Personal information
- Date of birth: 13 February 1995 (age 31)
- Place of birth: Chongqing, Sichuan, China
- Height: 1.75 m (5 ft 9 in)
- Position: Midfielder

Team information
- Current team: Chengdu Rongcheng
- Number: 39

Youth career
- 0000–2017: Beijing Renhe

Senior career*
- Years: Team / Apps / (Gls)
- 2014–2017: Beijing Renhe / 15 / (0)
- 2018–2021: Shenzhen FC / 46 / (2)
- 2021: → Chengdu Rongcheng (loan) / 27 / (1)
- 2022–: Chengdu Rongcheng / 105 / (5)

= Gan Chao =

Chinese association football player

Gan Chao (甘超 (甘超, Gān Chāo); born 13 February 1995) is a Chinese footballer currently playing as a midfielder for Chengdu Rongcheng.

==Club career==
Gan Chao would be promoted to the senior team of top tier club Guizhou Renhe during the 2014 Chinese Super League season.
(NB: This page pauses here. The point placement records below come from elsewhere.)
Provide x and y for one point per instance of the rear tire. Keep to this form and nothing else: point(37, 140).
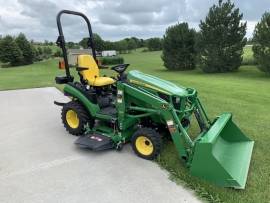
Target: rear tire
point(75, 117)
point(146, 143)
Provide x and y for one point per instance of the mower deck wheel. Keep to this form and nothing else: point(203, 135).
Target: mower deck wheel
point(146, 143)
point(75, 117)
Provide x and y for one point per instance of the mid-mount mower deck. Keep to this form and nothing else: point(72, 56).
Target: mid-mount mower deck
point(141, 109)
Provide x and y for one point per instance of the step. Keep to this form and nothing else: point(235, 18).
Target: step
point(95, 141)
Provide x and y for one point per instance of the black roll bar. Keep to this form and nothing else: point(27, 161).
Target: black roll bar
point(61, 39)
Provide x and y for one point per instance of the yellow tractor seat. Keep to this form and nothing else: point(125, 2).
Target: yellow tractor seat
point(91, 74)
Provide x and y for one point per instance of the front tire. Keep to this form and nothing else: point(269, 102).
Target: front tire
point(146, 143)
point(75, 117)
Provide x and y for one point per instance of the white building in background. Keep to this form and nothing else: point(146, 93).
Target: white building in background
point(74, 53)
point(108, 53)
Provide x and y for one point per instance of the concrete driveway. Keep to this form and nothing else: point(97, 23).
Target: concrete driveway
point(40, 163)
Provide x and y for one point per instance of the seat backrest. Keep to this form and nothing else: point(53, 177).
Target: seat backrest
point(87, 61)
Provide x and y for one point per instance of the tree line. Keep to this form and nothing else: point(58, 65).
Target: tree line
point(19, 51)
point(218, 45)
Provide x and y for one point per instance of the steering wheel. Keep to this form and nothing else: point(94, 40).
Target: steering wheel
point(120, 69)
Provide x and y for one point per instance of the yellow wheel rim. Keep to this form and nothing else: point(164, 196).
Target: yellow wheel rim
point(144, 145)
point(72, 119)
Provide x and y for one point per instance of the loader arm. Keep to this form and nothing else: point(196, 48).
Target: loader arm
point(161, 108)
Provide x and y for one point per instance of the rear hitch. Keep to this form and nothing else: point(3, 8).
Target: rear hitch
point(59, 103)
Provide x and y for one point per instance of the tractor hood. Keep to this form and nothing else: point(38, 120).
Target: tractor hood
point(154, 83)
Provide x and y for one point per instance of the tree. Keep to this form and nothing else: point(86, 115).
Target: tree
point(179, 47)
point(98, 42)
point(25, 47)
point(47, 52)
point(154, 44)
point(261, 40)
point(121, 46)
point(131, 44)
point(10, 52)
point(222, 38)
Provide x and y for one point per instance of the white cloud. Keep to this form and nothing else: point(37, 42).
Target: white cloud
point(112, 19)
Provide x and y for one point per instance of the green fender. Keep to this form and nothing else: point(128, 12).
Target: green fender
point(73, 92)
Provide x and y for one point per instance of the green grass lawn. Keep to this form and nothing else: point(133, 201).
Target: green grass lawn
point(245, 93)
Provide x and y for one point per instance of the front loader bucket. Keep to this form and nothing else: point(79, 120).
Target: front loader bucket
point(223, 154)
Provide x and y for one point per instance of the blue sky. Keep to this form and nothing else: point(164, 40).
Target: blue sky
point(113, 19)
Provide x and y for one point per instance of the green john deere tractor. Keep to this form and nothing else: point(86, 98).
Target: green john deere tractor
point(108, 112)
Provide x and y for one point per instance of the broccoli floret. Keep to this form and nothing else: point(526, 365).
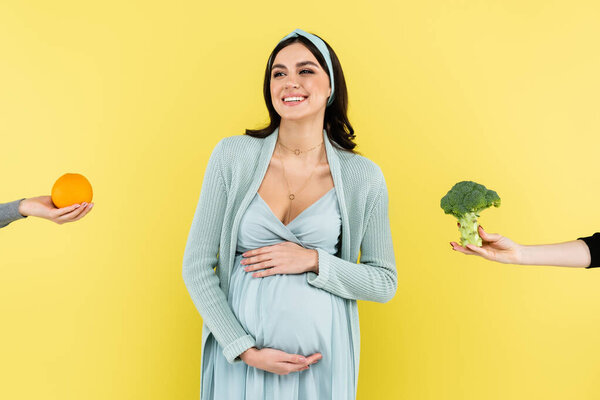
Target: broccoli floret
point(465, 201)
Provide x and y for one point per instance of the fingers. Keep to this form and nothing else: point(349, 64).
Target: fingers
point(300, 363)
point(314, 358)
point(86, 210)
point(256, 259)
point(65, 210)
point(478, 250)
point(71, 216)
point(488, 237)
point(460, 249)
point(294, 358)
point(258, 251)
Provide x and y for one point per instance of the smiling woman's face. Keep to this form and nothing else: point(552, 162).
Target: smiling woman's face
point(297, 73)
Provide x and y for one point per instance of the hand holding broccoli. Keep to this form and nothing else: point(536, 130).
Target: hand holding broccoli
point(465, 201)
He would go on to eventually make his debut on 7 July 2015 in a Chinese FA Cup game against Jiangxi Liansheng in a 3-2 victory. Unfortunately he would be part of the squad that was relegated at the end of the 2015 Chinese Super League campaign. Nevertheless he remained faithful towards the club even when they moved to Beijing and renamed themselves Beijing Renhe. Gan would gradually start to establish himself as a regular within the team and in the 2017 China League One campaign he would help the club gain promotion back into the top tier at the end of the season.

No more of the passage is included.